Ravenstone
by
Book Details
About the Book
Jake Lalonde, a brilliant young archaeologist and a staunch protector of ancient sites, follows his fiancée, Angeline, to the South Pacific kingdom of Tonga to investigate a rare archaeological relic-the Ravenstone. The cunning black bird etched on this stone artifact is a dominant figure in British Columbia's native Haida mythology. Jake is half-Haida and the raven is his family's crest. His hope in visiting Tonga is to discover how a North Pacific Haida art symbol ended up on a stone of execution half a world away on a sunbaked tropical island where no ravens have ever existed. The symbol carved on this stone is indistinguishable from an image engraved into a granite cliff on British Columbia's Queen Charlotte Islands. A beguiling, mysterious art dealer, who unexpectedly appears in Tonga at the same time that Jake and Angeline arrive, holds the key to the riddle of the identical stones.
About the Author
Deborah Cannon was born in Vancouver, British Columbia.
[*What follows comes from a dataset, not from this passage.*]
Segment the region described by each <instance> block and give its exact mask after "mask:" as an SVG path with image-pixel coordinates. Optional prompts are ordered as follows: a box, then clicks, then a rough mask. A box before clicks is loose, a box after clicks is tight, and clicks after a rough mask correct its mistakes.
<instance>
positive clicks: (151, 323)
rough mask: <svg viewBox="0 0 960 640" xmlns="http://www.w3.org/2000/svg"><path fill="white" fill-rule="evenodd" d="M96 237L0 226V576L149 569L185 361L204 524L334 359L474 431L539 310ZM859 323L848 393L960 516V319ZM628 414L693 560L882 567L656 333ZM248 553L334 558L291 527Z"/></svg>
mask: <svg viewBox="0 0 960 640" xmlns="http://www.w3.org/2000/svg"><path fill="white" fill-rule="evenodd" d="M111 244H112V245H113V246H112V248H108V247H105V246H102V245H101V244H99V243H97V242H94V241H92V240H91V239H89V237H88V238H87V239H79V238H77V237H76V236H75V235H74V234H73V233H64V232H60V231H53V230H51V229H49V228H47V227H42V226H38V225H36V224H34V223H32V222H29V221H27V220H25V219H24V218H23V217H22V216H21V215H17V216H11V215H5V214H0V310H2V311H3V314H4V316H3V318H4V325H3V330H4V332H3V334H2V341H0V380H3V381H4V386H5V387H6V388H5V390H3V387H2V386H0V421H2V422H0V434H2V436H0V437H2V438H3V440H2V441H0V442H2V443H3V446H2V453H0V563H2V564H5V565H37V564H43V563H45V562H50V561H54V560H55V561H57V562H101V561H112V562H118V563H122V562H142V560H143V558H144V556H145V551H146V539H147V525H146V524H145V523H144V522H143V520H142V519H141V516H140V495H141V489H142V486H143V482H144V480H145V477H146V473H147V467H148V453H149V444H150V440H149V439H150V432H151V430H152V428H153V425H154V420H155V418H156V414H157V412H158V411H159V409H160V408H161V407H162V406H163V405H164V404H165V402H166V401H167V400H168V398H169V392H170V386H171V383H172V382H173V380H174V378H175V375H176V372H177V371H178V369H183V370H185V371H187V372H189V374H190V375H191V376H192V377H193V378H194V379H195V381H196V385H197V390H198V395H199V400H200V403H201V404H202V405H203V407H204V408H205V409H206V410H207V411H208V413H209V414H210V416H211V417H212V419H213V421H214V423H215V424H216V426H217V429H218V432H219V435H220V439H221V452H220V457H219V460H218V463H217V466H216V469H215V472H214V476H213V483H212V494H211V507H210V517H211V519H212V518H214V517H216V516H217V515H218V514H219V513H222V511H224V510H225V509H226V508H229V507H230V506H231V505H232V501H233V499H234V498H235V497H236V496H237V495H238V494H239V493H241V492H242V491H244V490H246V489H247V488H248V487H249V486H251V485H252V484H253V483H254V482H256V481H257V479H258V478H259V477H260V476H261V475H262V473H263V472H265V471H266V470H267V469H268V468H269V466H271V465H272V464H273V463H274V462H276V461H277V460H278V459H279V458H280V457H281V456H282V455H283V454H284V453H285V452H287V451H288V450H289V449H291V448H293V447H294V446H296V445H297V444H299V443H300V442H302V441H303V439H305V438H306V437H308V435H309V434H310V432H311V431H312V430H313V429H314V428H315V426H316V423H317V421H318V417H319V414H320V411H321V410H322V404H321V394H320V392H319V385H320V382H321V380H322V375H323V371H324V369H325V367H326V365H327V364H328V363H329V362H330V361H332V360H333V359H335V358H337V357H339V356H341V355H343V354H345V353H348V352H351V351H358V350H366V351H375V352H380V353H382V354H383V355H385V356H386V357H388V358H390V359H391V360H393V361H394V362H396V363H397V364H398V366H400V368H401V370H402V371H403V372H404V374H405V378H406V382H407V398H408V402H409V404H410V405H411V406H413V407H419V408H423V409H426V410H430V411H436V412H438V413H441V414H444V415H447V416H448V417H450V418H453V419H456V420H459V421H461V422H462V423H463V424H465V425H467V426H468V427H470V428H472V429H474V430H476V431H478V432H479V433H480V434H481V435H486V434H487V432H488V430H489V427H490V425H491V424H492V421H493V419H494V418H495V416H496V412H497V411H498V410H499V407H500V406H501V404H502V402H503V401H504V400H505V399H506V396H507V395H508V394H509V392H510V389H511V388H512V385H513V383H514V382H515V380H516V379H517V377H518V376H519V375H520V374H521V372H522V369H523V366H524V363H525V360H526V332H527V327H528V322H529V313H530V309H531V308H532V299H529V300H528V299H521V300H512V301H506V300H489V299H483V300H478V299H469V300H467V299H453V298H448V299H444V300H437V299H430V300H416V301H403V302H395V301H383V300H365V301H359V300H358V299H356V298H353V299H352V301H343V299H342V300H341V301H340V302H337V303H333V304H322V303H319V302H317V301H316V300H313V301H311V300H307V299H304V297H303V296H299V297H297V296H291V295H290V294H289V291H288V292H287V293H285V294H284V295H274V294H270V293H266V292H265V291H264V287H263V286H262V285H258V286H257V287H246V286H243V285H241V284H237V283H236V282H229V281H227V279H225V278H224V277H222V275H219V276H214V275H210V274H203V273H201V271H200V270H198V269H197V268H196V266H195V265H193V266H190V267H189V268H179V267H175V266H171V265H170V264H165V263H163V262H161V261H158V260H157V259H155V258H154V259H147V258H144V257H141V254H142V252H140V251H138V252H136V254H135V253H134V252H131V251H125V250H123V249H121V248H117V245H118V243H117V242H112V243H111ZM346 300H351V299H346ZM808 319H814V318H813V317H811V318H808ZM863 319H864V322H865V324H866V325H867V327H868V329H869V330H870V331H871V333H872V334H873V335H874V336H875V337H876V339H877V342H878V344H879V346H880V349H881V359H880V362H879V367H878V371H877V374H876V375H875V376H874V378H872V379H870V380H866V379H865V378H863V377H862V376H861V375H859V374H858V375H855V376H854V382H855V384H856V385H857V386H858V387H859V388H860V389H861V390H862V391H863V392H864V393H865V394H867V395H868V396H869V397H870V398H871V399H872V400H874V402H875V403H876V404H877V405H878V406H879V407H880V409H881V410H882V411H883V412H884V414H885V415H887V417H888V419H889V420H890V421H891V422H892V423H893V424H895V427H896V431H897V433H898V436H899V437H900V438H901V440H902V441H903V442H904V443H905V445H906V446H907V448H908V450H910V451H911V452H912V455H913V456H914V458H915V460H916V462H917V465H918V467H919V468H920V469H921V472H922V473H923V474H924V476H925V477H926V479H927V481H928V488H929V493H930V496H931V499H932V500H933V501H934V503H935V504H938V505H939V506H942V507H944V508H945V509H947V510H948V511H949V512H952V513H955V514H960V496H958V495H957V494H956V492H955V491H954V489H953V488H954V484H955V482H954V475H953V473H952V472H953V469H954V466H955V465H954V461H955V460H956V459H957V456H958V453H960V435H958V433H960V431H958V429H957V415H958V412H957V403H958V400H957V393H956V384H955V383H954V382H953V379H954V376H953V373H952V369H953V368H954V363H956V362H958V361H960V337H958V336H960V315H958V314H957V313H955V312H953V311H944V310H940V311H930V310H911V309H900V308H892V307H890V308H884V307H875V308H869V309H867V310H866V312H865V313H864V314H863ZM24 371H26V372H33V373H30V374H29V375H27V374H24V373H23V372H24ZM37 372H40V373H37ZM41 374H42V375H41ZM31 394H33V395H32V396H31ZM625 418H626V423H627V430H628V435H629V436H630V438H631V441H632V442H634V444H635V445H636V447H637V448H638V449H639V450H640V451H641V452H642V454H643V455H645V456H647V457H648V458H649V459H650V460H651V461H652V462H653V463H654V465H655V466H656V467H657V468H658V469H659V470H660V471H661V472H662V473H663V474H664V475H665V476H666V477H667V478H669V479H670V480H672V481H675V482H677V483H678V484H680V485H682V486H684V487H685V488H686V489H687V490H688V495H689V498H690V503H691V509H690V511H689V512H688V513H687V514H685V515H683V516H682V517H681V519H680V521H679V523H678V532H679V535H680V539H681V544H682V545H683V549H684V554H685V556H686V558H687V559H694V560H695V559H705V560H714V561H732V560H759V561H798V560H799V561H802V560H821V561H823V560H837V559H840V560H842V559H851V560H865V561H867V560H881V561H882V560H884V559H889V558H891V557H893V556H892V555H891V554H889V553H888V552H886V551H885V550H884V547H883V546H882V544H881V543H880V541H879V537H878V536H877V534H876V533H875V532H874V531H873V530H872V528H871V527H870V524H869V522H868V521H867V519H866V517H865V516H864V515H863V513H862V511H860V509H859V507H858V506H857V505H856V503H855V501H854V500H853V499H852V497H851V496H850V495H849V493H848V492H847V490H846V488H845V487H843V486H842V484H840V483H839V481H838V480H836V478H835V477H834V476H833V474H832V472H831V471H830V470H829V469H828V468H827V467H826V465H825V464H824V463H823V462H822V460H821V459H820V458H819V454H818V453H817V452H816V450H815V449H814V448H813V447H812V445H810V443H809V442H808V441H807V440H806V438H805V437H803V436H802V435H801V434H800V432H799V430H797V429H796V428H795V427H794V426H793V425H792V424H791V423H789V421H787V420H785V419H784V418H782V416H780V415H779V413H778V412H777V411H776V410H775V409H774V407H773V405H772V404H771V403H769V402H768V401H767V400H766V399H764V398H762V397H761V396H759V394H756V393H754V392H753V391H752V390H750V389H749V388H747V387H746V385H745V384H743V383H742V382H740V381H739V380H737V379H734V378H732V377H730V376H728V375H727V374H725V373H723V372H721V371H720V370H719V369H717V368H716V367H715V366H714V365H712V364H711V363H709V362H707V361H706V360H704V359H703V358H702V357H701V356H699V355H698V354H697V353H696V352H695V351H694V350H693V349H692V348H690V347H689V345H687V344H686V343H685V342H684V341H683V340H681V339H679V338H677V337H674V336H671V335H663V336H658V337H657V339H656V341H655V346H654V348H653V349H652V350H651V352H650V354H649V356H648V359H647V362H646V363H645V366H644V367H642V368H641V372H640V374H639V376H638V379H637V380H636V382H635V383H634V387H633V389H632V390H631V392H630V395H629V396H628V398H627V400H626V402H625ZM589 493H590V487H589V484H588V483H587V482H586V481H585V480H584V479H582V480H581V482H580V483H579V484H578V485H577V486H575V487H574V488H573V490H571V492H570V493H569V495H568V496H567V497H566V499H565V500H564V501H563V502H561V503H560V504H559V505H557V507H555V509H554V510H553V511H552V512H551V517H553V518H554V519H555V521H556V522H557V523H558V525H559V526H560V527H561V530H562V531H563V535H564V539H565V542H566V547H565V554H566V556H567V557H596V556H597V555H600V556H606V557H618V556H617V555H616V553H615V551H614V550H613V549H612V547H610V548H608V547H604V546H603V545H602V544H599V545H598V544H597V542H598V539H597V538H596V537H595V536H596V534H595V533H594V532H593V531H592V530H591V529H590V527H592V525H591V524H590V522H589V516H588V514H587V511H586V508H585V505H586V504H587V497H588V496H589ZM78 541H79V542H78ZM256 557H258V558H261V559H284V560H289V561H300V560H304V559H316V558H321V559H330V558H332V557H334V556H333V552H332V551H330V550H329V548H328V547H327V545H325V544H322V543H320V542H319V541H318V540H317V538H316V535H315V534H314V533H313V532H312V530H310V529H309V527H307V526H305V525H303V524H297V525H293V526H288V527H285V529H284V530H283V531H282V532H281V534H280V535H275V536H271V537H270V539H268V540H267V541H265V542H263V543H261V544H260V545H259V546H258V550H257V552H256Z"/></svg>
She is the author of four short stories and three novels and she has contributed articles on writing to the Canadian Writer's Guide and the professional writer's web sites, absolutewrite.com and suite101.com. She is author of the archaeological manual, Marine Fish Osteology: A Manual for Archaeologists. Most recently, her anthropological thriller The Raven's Pool was cited in a scholarly study, Archaeology is a Brand! The Meaning of Archaeology in Contemporary Popular Culture (Holtorf 2007) as part of a fast growing fiction genre depicting archaeologists not as treasure hunters like Indiana Jones and Lara Croft but as protectors of ancient sites. Her second novel, White Raven was a 2007 Adult Summer Reading Club pick at the Hamilton Public Library. Ravenstone is the third book in the series.